Saint-Exupery works for all of life's moments, big and small..


What a wonderful collaboration of creativity! A joyful reunion and appreciation of each others unique talents and the grace to be able to pursue them. Much happiness to all of you

Ronald Holden

Wouldn't a French person say, of a dog's owner, that he's the dog's Patron, rather than Maître?

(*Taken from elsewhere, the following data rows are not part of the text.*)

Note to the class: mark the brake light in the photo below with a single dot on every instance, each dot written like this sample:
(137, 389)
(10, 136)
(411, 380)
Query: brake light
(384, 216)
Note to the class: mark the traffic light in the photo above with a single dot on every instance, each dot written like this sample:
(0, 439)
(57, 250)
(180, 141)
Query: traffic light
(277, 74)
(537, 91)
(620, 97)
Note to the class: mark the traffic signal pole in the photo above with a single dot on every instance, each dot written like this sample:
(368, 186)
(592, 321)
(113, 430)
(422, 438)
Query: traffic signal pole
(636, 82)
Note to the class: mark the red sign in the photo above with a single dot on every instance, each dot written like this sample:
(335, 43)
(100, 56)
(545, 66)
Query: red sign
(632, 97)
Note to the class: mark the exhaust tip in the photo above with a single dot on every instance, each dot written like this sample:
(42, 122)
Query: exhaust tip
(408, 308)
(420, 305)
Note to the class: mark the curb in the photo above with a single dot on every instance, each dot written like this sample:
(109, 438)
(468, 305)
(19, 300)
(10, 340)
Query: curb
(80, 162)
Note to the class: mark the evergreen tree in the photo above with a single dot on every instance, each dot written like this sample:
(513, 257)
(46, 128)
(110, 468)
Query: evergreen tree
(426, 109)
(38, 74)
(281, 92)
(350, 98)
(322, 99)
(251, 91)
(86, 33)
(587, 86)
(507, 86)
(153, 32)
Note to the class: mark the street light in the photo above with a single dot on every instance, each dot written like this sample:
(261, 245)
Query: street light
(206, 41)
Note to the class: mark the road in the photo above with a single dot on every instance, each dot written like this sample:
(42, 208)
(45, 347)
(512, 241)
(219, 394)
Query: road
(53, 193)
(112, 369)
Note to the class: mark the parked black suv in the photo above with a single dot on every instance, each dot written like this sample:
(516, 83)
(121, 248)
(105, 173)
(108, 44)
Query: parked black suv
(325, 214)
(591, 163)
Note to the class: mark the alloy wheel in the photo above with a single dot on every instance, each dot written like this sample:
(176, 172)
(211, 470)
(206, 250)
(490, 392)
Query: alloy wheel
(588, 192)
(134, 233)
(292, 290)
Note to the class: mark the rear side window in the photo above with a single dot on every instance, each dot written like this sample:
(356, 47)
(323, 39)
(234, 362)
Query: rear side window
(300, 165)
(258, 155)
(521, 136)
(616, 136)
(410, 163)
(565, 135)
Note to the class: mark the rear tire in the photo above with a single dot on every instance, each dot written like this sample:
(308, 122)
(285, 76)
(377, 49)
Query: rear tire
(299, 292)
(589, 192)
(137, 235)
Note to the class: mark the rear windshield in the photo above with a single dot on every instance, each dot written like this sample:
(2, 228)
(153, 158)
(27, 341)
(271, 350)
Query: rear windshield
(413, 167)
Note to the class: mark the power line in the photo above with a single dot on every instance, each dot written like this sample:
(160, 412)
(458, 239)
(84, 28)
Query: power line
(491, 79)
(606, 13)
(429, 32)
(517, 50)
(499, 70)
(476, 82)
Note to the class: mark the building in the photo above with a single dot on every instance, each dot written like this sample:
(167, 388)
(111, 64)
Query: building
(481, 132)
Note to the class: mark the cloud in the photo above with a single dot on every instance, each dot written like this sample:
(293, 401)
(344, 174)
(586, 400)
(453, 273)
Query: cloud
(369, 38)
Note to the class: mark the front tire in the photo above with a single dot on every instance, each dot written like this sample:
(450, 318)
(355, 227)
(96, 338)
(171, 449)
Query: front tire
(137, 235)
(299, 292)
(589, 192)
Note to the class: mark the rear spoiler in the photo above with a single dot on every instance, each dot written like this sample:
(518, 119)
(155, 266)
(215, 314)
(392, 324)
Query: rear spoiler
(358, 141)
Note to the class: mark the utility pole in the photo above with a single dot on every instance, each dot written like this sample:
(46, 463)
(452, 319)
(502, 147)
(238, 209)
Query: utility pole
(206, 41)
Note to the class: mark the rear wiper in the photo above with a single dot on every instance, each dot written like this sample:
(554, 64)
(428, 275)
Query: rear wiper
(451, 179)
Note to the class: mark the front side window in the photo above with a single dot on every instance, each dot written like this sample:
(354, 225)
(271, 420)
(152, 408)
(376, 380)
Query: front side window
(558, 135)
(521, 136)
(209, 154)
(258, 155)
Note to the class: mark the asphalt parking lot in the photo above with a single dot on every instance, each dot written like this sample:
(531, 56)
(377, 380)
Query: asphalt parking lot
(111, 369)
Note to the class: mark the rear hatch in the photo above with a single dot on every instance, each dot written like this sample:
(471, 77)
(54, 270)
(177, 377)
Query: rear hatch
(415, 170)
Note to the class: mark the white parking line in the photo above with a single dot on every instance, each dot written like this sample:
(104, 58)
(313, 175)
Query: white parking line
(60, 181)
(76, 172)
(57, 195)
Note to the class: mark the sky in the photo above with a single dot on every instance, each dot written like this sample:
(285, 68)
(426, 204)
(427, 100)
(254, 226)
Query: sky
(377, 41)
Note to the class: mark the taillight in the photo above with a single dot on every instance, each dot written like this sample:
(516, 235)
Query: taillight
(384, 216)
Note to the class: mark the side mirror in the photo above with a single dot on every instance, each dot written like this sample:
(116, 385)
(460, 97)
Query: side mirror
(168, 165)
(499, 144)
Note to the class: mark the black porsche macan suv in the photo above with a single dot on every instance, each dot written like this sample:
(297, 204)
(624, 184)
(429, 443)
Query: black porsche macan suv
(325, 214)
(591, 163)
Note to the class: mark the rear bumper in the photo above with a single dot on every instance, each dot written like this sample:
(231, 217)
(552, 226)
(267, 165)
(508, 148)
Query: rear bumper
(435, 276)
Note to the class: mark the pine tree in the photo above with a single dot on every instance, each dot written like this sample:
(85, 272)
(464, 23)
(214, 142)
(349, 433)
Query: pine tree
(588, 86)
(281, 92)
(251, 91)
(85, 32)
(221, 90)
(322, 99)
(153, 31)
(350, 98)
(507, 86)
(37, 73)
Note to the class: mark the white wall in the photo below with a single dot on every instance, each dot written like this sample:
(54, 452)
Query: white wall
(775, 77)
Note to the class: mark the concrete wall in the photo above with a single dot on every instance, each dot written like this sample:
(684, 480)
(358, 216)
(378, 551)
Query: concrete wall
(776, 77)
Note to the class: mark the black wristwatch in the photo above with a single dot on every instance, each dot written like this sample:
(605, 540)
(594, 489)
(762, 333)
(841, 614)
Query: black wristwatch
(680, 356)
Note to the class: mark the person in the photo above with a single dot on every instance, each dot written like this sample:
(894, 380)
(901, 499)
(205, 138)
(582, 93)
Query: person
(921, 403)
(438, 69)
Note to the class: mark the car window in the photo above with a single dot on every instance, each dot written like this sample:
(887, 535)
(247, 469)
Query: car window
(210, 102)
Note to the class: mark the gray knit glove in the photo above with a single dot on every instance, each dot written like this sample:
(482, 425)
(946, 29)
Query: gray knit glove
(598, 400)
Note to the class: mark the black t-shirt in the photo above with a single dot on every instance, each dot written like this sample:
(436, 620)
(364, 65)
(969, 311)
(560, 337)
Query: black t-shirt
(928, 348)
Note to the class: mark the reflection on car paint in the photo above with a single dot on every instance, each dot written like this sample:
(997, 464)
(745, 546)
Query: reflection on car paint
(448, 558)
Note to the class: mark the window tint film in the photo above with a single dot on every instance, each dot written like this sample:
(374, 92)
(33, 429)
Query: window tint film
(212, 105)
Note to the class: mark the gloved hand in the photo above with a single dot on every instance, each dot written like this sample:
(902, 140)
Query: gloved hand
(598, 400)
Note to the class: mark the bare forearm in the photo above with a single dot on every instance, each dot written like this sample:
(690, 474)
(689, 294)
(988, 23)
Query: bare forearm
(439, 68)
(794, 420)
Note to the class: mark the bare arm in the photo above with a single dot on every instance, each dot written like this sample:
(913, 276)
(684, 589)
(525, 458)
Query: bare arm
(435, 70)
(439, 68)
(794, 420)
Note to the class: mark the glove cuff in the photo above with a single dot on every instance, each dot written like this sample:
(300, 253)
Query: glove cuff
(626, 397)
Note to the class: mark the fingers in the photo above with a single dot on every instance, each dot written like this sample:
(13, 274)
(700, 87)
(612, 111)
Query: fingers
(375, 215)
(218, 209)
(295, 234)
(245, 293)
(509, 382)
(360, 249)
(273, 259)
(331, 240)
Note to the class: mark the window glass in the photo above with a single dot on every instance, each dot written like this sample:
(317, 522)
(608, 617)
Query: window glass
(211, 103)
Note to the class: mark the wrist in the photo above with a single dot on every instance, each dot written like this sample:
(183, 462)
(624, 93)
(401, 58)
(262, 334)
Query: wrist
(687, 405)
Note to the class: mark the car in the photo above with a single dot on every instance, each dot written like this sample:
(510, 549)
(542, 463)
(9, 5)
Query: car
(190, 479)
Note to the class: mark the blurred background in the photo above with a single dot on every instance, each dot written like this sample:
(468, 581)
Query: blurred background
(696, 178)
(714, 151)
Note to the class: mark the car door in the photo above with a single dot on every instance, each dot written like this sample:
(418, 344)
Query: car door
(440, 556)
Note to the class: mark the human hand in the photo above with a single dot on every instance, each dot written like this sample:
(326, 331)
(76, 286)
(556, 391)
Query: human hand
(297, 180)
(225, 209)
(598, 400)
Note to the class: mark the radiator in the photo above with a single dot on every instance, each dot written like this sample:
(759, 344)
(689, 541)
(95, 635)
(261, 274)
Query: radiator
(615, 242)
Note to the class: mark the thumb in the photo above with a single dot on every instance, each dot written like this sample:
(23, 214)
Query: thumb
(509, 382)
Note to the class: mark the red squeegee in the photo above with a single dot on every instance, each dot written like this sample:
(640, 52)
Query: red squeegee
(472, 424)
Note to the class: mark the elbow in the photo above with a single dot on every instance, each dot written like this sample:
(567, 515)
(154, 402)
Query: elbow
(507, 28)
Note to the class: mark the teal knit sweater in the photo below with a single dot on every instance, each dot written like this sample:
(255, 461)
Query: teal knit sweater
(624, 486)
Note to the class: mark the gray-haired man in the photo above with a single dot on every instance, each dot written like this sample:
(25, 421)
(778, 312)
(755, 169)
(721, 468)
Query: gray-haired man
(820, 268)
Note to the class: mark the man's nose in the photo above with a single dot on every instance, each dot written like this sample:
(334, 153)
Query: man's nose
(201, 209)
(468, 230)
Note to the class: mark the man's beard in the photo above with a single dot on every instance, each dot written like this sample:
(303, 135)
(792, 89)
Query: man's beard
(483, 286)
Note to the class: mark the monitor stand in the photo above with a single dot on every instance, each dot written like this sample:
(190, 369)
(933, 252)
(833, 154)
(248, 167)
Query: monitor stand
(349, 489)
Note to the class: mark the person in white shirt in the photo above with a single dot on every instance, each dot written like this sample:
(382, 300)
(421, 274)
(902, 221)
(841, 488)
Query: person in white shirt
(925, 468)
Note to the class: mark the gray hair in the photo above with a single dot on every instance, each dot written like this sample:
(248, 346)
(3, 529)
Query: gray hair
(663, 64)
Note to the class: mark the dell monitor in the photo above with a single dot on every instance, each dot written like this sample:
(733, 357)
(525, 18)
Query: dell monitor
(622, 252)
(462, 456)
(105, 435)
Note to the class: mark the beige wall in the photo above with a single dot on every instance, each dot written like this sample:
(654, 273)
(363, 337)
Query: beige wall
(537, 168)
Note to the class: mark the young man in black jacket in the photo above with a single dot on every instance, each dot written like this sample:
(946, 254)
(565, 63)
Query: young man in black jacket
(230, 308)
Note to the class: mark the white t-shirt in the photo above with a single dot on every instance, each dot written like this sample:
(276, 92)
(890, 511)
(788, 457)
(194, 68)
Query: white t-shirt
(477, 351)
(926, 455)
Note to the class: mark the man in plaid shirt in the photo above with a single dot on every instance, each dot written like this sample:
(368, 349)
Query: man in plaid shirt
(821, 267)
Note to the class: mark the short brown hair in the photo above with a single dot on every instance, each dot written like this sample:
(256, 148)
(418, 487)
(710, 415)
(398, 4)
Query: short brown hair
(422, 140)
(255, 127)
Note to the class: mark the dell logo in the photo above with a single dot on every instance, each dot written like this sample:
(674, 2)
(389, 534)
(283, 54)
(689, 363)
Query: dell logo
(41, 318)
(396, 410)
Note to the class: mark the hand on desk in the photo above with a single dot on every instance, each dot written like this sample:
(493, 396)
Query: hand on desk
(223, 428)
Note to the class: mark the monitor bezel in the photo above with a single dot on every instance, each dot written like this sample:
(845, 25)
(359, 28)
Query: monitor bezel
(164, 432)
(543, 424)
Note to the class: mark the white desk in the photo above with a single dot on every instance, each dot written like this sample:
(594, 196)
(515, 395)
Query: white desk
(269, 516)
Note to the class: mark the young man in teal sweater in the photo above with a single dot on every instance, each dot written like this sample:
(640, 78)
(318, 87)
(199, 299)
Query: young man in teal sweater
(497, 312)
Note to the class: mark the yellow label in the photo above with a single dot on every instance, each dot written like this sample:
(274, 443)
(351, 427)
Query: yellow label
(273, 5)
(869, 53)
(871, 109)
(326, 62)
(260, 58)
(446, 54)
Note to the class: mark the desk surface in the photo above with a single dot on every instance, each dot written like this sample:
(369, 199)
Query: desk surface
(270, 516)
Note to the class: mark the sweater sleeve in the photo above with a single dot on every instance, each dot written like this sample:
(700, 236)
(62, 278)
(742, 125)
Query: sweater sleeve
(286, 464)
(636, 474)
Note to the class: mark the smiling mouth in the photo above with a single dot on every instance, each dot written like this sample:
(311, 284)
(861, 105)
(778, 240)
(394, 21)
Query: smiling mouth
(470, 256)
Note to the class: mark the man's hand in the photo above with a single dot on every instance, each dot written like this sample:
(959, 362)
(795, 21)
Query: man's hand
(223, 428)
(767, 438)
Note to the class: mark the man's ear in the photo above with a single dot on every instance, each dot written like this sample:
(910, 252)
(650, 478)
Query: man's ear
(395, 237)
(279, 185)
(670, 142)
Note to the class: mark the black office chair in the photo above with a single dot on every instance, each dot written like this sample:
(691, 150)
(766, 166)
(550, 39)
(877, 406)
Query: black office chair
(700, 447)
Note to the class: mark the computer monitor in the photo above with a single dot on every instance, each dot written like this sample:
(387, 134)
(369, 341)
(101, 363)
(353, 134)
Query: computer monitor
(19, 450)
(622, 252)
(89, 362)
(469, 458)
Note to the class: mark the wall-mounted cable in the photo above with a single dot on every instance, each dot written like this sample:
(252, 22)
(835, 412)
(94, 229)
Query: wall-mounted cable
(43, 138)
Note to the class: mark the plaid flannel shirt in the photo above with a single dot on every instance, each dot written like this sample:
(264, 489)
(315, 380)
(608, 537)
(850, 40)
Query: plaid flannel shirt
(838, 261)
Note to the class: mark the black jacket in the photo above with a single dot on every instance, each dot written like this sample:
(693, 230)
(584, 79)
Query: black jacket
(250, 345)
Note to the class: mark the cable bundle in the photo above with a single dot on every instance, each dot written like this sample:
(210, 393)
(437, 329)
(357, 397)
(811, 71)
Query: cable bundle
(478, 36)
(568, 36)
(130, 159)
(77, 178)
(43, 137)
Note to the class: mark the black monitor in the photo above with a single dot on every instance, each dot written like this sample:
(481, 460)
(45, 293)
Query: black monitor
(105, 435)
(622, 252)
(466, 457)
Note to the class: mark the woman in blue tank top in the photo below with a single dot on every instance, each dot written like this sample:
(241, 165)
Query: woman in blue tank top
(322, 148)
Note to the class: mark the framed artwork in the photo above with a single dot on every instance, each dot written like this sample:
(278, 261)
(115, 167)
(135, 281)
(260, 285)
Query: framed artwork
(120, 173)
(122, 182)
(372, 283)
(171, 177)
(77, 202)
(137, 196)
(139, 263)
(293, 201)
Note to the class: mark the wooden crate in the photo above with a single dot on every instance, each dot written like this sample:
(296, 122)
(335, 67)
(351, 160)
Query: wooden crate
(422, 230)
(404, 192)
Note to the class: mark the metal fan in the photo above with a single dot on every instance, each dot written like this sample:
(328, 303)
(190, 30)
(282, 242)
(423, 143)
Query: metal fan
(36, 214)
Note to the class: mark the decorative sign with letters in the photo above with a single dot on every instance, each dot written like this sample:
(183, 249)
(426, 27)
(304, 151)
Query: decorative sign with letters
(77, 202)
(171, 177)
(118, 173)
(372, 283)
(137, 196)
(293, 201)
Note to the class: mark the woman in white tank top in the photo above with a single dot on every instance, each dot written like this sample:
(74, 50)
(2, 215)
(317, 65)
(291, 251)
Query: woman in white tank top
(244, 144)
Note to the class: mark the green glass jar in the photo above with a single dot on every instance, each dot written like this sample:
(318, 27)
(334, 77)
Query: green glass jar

Your writing brought out the emotional joy of your reunion. Happy for you all. Sweet of you to share.


Our dear Kristi,
Once again( and as always!) your beautiful words filling this post filled with love just wrapped themselves around our hearts.
Such a joyful reunion,one that absolutely reminds us that indeed,life is a gift ,that's why it' called the present(!!!)
And! Also! a ( prophetic)coincidence of the most meaningful kind,that when reading Jean Marc's wisdom "chacun fait ce qu'il a envie de faire",I was reminded of the same excellent advice given by my dear brother George to newlyweds Rod and myself ,now nearly sixty years ago( wow,hard to believe so long ago) as we set out on our journey of life together.
Blessings ,ma chere, and always,arms tight around all of you.
Natalia. Xo

Suzanne in Monroe, NJ

Welcome home, Jean-Marc. I can only imagine how wonderful the stories of his experiences will brighten your meals. I love the saying "do what you want to do" especially for a couple. In my marriage, it is "wear what you want to wear." Even if that meant red sneakers to a wedding.

Julie Farrar

Bienvenue to Jean-Marc! What a great experience he must have had, even though it's hard to have our loved ones so far away.